I usually interact with the agent chat window to write code. I'll describe the feature or fix I need, and the agent will write the first draft. I review it, request changes, and eventually accept the code. I create a new agent chat window often to not overwhelm the context window and when the model starts hallucinating. I found it's usually a lot easier to start from scratch than instruct the model to fix the changes it made.
When building UIs, I depend on the Playwright MCP server to let the model self-correct when the UI doesn't appear where it should. Cursor now makes it easy to add MCPs thanks to their 1.0 release.
What really sets Cursor apart is the Cursor Tab. It's their built-in autocomplete feature, powered by a custom model trained by the Cursor team. I find it more powerful than GitHub Copilot. While Copilot can only add text at your cursor, Cursor Tab can also change and delete code around it. It even supports multi-file suggestions.
Another thing I think makes Cursor unique is how well it understands the codebase. It feels like it "knows" your project better than most tools. I believe that's because it computes embeddings for each file and uses that to give more accurate responses.
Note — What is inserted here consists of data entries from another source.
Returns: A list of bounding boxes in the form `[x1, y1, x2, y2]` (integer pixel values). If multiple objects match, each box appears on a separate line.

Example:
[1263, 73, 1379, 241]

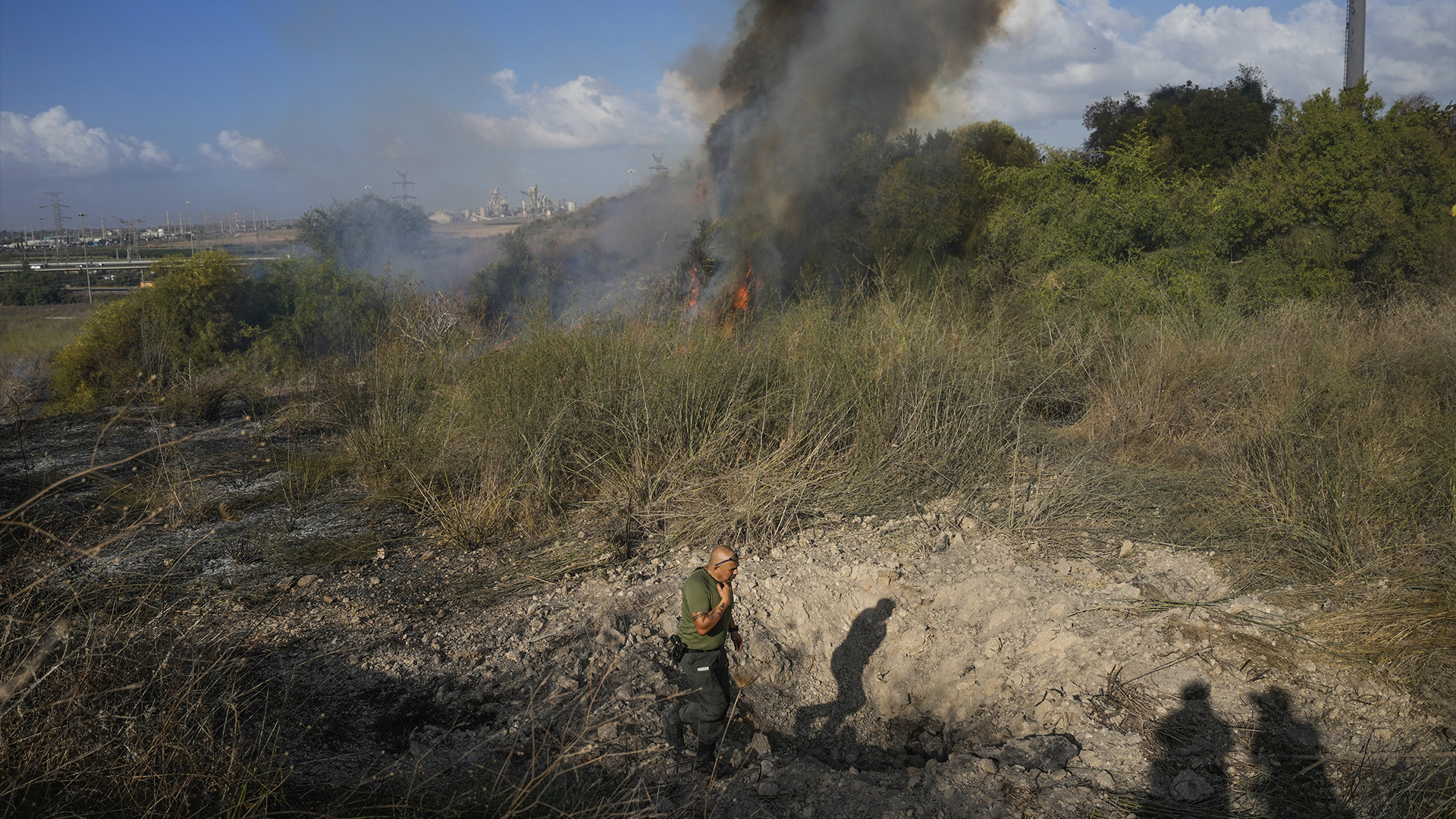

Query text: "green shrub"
[51, 251, 389, 416]
[299, 194, 429, 272]
[1214, 80, 1456, 287]
[51, 251, 253, 410]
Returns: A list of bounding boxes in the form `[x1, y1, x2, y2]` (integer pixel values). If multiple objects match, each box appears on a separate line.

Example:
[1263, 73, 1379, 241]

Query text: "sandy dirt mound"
[3, 410, 1456, 817]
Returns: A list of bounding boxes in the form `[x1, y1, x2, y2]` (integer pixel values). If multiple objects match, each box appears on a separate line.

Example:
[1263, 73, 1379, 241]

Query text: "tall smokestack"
[1345, 0, 1364, 89]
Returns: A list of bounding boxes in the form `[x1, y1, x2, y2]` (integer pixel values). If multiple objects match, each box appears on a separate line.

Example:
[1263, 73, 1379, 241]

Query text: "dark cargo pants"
[677, 648, 728, 743]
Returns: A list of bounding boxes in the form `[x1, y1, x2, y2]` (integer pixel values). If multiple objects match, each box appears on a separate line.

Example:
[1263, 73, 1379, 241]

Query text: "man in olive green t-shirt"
[663, 545, 742, 764]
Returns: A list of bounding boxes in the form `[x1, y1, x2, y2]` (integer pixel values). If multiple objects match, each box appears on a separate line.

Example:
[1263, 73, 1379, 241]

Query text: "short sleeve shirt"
[677, 568, 733, 651]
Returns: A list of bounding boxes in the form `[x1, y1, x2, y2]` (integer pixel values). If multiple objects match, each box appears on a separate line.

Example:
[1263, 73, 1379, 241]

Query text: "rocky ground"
[0, 406, 1456, 817]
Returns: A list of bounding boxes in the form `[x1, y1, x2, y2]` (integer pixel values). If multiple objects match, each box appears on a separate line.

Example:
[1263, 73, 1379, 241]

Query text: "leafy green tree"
[299, 194, 429, 272]
[1082, 65, 1280, 175]
[466, 233, 549, 315]
[249, 259, 389, 370]
[869, 120, 1041, 274]
[1216, 80, 1456, 291]
[51, 251, 256, 410]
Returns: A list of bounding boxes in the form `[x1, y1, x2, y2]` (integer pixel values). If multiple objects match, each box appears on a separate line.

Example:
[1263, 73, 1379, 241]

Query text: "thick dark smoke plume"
[504, 0, 1010, 315]
[708, 0, 1010, 287]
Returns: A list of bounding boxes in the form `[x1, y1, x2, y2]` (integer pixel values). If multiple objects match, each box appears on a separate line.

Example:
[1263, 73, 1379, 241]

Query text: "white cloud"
[459, 68, 712, 150]
[924, 0, 1456, 147]
[196, 131, 288, 171]
[0, 105, 187, 177]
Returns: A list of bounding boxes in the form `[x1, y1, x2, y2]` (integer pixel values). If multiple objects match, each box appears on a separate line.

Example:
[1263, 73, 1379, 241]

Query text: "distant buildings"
[429, 185, 576, 224]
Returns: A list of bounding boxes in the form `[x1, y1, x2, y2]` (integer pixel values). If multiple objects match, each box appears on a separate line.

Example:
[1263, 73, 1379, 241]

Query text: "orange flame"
[733, 262, 753, 312]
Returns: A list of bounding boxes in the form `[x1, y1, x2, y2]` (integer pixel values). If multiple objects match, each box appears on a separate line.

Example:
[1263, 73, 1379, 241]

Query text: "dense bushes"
[299, 194, 429, 272]
[51, 251, 384, 410]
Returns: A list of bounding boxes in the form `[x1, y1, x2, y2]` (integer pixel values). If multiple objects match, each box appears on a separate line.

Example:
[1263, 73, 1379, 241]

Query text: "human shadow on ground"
[793, 598, 896, 749]
[1138, 682, 1233, 819]
[1249, 686, 1350, 819]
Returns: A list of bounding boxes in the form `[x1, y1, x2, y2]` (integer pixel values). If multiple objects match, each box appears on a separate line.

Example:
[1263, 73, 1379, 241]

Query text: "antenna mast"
[41, 191, 68, 259]
[112, 215, 147, 261]
[391, 171, 418, 206]
[1345, 0, 1364, 89]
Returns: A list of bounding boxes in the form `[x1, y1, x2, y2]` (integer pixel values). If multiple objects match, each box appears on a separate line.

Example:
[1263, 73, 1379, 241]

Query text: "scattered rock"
[748, 732, 772, 765]
[973, 733, 1082, 771]
[1169, 771, 1214, 802]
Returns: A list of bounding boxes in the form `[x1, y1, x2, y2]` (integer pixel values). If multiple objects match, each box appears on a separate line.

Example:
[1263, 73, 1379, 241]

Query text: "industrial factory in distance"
[429, 185, 576, 224]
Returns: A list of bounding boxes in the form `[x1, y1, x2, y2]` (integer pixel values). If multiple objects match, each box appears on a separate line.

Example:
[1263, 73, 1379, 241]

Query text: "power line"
[41, 191, 68, 258]
[391, 171, 418, 206]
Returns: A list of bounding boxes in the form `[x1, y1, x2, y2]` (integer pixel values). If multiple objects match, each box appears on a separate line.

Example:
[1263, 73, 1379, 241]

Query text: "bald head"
[708, 544, 738, 583]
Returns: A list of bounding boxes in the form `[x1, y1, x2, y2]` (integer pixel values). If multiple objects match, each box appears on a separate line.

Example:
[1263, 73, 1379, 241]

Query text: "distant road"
[0, 256, 281, 272]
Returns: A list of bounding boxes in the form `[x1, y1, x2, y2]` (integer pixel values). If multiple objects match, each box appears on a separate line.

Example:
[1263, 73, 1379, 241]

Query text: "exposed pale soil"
[0, 406, 1456, 817]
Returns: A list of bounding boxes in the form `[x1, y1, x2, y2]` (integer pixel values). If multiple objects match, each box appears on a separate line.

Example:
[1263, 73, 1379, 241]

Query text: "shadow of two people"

One caveat: Cursor still has limited support for JVM-based languages like Java or Scala, which my team uses. So when I work on Java codebases, I use Cursor alongside IntelliJ. Cursor becomes my agentic interface, and I use IntelliJ to run and test the code. It's not ideal, but it works fine.
Claude Code
Claude Code is a terminal-based agentic coding tool. I started experimenting with it right after it was announced. At first, I wasn't too impressed, but after using it for a couple of weeks, I completely changed my view. It's now one of the best agentic coding tools out there—if not the best—once it clicks.
I never thought I'd rely on the terminal to do real coding work. I've always been more of an IDE power user, with all my workflows and shortcuts set up there. But using CC (short for Claude Code) feels very different. I think it has to do with the natural language interface and the fact that you're talking directly to the agent inside the terminal, where all your CLI tools are also available. You can ask CC to use any CLI tool installed on your system as part of a workflow you describe.
When compared to other agentic coding tools, I find Claude Code is the most thoughtful when planning and the most tasteful when executing. It feels like a real coworker who wants to get the job done with minimal changes, instead of dumping code. It's more minimalist than most tools I've used.
Since it runs in the terminal, CC works with any IDE. My current setup is using it inside Cursor, as a separate agent from Cursor's own. CC is aware of Cursor's UI—so when you highlight a chunk of code, it automatically includes it in context, or just picks up the file you have open.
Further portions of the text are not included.